10. – Col settimo mezzo la ricorrente denunzia la violazione e falsa applicazione degli artt. 1453 e 1458 c.c. e della L. n. 109 del 1994, artt. 16, 17 e 18 per avere la corte territoriale rigettato il sedicesimo motivo di gravame attinente al ristoro delle spese sostenute per la redazione della progettazione esecutiva disposta dalla direzione dei lavori con ordine di servizio n. 1 del 2000.

Il motivo è prioritariamente inammissibile per difetto di autosufficienza, avendo la corte d’appello affermato che la questione non era stata denunciata in primo grado con la dovuta specificità. E la ricorrente non ha riportato nel suo ricorso, neppure per tratto saliente, come in concreto il detto profilo era stato in effetti prospettato dinanzi al tribunale.

11. – L’ottavo mezzo denunzia la violazione dell’art. 1206 c.c., in relazione all’art. 1223 c.c., riguardo alla statuizione con la quale la corte territoriale ha disatteso il diciassettesimo motivo d’appello con cui era stato invocato il risarcimento del danno correlato alla maggiore onerosità dell’esecuzione dei lavori di rifacimento del giardino, in conseguenza delle particolari e deficitarie condizioni organizzative determinate da ordini contraddittori delle due dipendenti T. e S..

Anche questo motivo è inammissibile.

La corte d’appello ha respinto la tesi della società perchè “a tratti di difficile comprensione” e perchè in ogni caso non provata nell’an, in base agli accertamenti svolti dal c.t.u.

La seconda valutazione è di pieno merito ed è anche assorbente.

Di essa la ricorrente si limita a chiedere una semplice rivisitazione, ovviamente non consentita in sede di legittimità.

12. – Infine col nono motivo la società denunzia la violazione e falsa applicazione dell’art. 310 c.p.c. e la violazione delle norme sulle opere pubbliche prescriventi, a carico del direttore dei lavori, l’obbligo di predisporre la contabilità.

Siffatta ultima doglianza è tesa peraltro a contrastare la statuizione con cui la corte territoriale ha respinto il diciannovesimo motivo d’impugnazione, con cui era stata censurata un’omissione di pronuncia del tribunale sulla domanda di rimborso delle spese di c.t.u. in precedente giudizio instaurato tra le medesime parti.

La corte d’appello ha disatteso la domanda perchè quel giudizio si era estinto per inattività delle parti, donde le spese dovevano rimanere a carico delle parti che le avevano anticipate.

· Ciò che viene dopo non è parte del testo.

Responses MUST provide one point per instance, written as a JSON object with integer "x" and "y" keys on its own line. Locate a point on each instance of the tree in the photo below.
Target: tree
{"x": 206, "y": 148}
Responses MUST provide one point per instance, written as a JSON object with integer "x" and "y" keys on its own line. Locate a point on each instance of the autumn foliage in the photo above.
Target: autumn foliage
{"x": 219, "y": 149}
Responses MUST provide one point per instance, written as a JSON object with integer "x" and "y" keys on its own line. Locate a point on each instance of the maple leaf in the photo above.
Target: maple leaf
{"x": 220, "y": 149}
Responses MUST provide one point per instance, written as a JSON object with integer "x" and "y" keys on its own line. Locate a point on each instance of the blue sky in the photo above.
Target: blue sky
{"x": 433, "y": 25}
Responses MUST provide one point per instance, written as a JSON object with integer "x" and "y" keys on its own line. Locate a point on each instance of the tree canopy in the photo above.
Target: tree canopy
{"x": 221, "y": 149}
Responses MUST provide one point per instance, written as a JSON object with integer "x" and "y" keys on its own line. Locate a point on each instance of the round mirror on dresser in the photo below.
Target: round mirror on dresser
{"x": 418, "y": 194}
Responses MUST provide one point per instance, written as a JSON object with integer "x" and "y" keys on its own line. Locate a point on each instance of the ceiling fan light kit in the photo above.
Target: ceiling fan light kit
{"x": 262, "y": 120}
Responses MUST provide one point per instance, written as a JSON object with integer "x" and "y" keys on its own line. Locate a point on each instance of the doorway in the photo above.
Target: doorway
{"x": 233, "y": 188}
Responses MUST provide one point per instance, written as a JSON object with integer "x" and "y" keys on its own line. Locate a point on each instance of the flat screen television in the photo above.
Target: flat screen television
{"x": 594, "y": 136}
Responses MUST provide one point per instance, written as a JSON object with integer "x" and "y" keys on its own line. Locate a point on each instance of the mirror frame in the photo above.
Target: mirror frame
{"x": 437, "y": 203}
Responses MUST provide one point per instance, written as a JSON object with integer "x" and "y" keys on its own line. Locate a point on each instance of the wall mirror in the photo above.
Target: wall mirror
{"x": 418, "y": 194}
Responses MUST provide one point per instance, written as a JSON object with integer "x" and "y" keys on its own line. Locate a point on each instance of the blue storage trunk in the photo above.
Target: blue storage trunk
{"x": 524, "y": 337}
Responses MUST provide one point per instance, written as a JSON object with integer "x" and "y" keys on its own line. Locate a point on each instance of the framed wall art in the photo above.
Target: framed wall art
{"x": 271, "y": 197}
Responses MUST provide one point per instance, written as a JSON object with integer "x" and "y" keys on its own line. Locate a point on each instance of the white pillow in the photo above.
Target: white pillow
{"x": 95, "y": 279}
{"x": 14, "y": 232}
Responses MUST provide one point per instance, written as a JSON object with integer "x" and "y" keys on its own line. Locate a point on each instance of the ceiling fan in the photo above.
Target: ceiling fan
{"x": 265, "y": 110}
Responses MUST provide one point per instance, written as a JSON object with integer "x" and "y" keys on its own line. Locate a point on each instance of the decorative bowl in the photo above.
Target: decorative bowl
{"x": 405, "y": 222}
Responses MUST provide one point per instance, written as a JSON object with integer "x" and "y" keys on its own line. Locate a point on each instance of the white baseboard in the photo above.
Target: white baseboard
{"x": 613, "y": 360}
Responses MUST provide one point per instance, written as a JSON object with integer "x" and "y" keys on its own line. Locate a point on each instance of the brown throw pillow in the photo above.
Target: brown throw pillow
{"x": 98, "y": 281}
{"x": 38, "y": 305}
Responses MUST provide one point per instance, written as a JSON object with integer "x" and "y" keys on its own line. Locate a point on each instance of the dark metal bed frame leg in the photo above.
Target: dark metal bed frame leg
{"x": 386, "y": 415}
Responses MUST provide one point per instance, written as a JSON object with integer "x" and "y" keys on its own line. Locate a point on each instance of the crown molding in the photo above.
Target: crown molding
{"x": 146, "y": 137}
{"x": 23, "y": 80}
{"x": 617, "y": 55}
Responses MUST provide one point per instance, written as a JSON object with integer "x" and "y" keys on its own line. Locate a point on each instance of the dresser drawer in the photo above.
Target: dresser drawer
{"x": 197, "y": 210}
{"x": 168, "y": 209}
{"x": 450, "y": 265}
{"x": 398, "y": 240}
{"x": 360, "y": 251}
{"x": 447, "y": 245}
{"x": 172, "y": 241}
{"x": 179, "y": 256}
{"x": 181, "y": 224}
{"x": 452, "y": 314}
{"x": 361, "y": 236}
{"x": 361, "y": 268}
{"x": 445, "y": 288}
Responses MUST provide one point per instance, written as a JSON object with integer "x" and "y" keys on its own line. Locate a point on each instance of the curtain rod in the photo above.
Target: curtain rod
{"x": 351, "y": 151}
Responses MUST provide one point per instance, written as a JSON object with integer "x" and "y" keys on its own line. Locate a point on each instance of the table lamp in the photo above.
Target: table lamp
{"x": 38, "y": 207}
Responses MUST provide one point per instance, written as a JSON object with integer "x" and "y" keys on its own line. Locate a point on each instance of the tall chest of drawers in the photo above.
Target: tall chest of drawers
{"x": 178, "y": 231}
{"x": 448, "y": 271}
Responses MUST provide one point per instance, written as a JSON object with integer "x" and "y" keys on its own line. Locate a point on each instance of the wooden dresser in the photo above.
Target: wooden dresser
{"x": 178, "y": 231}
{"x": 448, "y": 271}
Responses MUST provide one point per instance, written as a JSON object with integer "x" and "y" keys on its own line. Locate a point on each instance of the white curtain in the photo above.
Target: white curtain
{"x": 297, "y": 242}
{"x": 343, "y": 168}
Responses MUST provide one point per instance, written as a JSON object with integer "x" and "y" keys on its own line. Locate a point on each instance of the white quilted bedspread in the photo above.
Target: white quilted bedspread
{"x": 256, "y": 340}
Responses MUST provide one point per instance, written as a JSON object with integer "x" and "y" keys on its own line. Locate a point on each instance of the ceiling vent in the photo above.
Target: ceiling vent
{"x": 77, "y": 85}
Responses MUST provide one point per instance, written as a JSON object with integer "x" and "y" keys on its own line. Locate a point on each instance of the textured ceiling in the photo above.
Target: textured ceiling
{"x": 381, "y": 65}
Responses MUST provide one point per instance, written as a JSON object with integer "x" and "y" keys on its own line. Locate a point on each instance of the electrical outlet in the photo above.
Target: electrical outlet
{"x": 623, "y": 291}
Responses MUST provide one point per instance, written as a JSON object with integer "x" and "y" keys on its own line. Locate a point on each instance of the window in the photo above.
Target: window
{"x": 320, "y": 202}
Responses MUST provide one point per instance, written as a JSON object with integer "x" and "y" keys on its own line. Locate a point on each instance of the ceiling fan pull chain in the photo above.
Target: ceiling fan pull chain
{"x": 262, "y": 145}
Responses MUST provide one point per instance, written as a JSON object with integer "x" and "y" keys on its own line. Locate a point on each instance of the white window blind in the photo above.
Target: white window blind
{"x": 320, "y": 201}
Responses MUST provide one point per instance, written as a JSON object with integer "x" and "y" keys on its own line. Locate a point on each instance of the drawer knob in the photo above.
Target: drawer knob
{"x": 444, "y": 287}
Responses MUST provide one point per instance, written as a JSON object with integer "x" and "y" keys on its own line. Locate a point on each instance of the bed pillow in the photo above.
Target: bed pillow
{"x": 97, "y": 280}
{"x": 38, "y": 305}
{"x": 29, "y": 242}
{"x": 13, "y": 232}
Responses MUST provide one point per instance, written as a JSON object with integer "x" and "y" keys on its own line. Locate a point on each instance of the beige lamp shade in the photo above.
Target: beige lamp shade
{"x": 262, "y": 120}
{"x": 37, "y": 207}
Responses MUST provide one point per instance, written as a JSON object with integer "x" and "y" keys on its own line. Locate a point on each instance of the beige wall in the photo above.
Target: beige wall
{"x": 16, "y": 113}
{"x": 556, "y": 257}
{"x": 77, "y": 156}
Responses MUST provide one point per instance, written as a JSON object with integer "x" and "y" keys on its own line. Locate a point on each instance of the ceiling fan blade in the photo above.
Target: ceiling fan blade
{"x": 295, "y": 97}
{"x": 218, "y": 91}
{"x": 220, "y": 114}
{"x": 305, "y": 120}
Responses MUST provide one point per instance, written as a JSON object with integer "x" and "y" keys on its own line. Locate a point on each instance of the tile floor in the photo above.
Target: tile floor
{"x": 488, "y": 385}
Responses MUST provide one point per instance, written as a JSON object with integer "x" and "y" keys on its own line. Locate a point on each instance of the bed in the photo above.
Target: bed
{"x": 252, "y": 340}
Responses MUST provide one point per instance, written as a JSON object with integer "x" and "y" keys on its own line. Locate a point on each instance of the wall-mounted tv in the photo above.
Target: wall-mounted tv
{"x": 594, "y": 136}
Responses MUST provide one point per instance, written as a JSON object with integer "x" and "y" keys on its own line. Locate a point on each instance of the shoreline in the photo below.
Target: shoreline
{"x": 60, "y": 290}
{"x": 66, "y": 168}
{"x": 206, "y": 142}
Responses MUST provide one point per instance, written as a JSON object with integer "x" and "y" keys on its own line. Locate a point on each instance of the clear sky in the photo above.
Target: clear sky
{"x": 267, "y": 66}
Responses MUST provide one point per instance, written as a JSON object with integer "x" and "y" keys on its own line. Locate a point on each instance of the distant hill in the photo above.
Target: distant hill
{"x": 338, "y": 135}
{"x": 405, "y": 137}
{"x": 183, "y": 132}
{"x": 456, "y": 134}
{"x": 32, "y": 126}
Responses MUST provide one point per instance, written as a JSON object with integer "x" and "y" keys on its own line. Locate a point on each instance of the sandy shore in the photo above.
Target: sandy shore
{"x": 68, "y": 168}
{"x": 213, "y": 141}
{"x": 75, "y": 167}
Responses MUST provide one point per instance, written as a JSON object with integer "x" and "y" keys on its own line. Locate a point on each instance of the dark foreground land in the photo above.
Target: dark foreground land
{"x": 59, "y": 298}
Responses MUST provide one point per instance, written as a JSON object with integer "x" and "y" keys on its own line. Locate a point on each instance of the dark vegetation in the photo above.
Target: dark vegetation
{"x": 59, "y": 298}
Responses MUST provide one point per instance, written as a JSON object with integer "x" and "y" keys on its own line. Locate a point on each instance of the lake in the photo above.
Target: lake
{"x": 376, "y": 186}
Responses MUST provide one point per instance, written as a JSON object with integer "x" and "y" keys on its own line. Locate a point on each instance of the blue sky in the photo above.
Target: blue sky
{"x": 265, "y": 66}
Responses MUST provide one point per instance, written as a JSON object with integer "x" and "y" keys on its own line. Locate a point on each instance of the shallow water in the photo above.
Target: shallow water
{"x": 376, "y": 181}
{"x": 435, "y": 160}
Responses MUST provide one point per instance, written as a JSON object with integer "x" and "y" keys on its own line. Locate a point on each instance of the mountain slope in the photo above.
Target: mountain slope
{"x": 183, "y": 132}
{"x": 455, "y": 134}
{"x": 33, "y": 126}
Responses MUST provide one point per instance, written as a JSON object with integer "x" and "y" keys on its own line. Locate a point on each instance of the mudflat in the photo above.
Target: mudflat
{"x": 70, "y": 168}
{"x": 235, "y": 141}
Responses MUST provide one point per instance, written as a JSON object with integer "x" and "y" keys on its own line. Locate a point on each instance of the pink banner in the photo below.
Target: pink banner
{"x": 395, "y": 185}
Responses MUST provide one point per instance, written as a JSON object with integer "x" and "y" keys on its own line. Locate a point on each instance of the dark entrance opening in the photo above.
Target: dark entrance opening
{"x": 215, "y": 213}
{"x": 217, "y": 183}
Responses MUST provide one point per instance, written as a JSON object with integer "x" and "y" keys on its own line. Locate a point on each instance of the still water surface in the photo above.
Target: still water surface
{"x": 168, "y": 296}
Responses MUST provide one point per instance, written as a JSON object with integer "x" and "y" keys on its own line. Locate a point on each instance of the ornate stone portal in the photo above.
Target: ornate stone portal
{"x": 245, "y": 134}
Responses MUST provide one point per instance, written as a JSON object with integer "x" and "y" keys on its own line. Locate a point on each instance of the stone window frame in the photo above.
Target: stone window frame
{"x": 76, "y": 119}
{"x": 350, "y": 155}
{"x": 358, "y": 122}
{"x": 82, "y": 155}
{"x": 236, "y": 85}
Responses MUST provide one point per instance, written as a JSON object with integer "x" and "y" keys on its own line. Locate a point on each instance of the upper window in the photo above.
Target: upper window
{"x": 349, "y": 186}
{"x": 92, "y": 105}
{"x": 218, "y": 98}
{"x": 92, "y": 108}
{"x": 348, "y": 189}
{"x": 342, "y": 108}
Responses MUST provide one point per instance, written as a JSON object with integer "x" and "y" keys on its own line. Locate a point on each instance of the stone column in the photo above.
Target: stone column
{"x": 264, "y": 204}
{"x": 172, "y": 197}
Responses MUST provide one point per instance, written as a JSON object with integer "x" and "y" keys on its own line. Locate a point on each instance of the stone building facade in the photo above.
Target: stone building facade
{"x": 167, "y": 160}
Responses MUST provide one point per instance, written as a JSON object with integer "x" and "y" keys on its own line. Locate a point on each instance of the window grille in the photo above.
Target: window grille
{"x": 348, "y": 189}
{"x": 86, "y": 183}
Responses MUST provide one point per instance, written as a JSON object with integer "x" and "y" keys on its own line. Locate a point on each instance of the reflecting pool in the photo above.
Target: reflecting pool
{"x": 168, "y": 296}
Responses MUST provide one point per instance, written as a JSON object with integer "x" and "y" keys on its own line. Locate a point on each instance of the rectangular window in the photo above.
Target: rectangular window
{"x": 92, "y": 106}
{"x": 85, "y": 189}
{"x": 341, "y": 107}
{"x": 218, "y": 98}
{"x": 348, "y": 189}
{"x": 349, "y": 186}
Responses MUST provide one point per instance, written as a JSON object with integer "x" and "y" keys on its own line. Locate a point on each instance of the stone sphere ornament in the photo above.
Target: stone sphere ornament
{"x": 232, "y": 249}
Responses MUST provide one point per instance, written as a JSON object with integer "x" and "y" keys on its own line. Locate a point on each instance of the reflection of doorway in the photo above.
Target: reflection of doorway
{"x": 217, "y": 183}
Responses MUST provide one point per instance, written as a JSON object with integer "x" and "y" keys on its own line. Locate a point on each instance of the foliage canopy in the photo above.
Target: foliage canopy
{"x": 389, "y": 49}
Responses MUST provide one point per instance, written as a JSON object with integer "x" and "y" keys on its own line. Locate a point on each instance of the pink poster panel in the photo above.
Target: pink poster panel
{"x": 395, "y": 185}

La ricorrente sostiene che la corte non avrebbe fatto corretta applicazione dell’art. 310 c.p.c., in quanto le prove raccolte nel giudizio estinto erano state poste a fondamento della successiva decisione di primo grado, la quale si era basata su una (nuova) c.t.u. che tuttavia aveva fatto propri gli accertamenti di quella espletata nell’ambito del giudizio estinto.

Il motivo è totalmente infondato e anzi addirittura eccentrico rispetto alla disciplina normativa evocata. La circostanza che il giudice possa trarre argomenti di prova dal materiale istruttorio –

ivi compresa una c.t.u. – raccolto nell’ambito del giudizio estinto (art. 310 c.p.c., comma 3) nulla toglie al fatto che le spese di quel giudizio estinto restino a carico delle parti che le hanno anticipate. Ed è pretestuoso il tentativo di ottenere una rivisitazione del criterio distributivo delle spese del giudizio estinto nel contesto del nuovo giudizio successivamente instaurato tra le medesime parti.

13. – Tutto quanto esposto comporta il rigetto del ricorso.

Al rigetto consegue la condanna della ricorrente alle spese processuali nei confronti di tutte le parti costituite in questa sede.

PQM

La Corte rigetta il ricorso e condanna la ricorrente alle spese processuali, che liquida, per ciascuna parte costituita, in Euro 6.200,00, di cui Euro 200,00 per esborsi, oltre accessori e rimborso forfetario di spese generali nella percentuale di legge.

Così deciso in Roma, nella Camera di consiglio della sezione prima civile, il 27 aprile 2016.